The consensus at the Forum was that section 4 of the Genetically Modified Crops Management Regulations 2008 ought to be amended to limit the moratorium to Kangaroo Island only (as shown):
4—Designation of area in which cultivation of genetically modified food crops is prohibited
Pursuant to section 5(1)(a)(ii) of the Act,
the whole of the State Kangaroo Island is designated as an area in which no genetically modified food crops may be cultivated.
On 19 March 2019 GPSA wrote to the Hon Tim Whetstone MP, the Minister for Primary Industries and Regional Development outlining this recommendation.
On 19 August 2019, Minister Whetstone announced that the Government would restrict the moratorium to Kangaroo Island, triggering a six-week consultation process. This announcement mirrors GPSA’s policy proposal to accommodate the geographically and economically unique circumstances of Kangaroo Island growers.
In accordance with the Genetically Modified Crops Management Act 2004, PIRSA conducted extensive industry consultation which included formal written submissions and public meetings on Kangaroo Island and in Adelaide. This consultation closed on 30 September 2019.
The statutory consultation period saw 218 submissions received, with the majority of these in favour of restricting the GM moratorium to Kangaroo Island.
On 10 October, the Governor gazetted changes to the Genetically Modified Crops Management Regulations in line with GPSA's proposal.
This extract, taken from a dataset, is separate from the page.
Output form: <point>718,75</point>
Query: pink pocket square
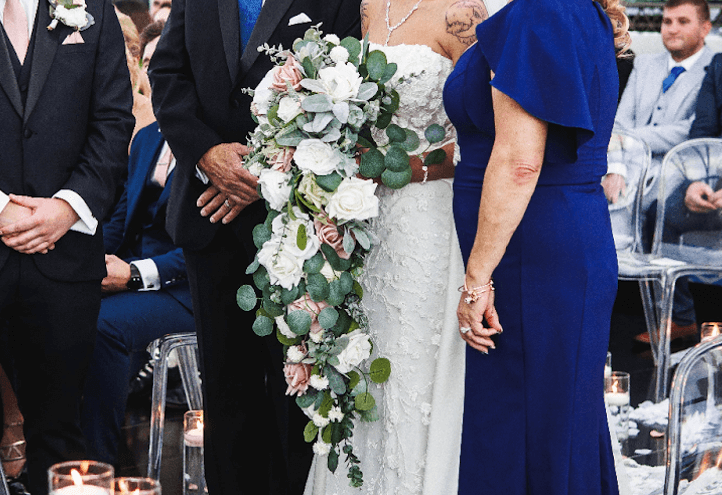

These regulations are proposed to come into effect on 1 December and will restrict the GM moratorium to Kangaroo Island.
Any changes to the regulations is subject to a disallowance motion of either house of Parliament.
More information on the consultation process, including the draft regulations, is available on the PIRSA website.
What this means for growers
If the regulations are upheld, growers on mainland South Australia will have the freedom to grow the cereal, legume and oilseed varieties that best fit their farming system from early December 2019.
The moratorium will continue to apply to growers on Kangaroo Island until 1 September 2025.
Lifting the moratorium on Kangaroo Island before 1 September 2025
GPSA understands that the Government will be able to lift the moratorium on Kangaroo Island before its expiry in 2025 by changing the regulations, in a similar way to what is currently proposed.
GPSA has recommended that further consultation with local primary producers occur well in advance of the expiry of the moratorium, and in the event new GM varieties approved by the OGTR become available. This prohibition should not remain indefinitely and instead be subject to regular review.
Any future changes will attract the same mandatory six-week consultation period, and are subject to a disallowance motion of either house of Parliament.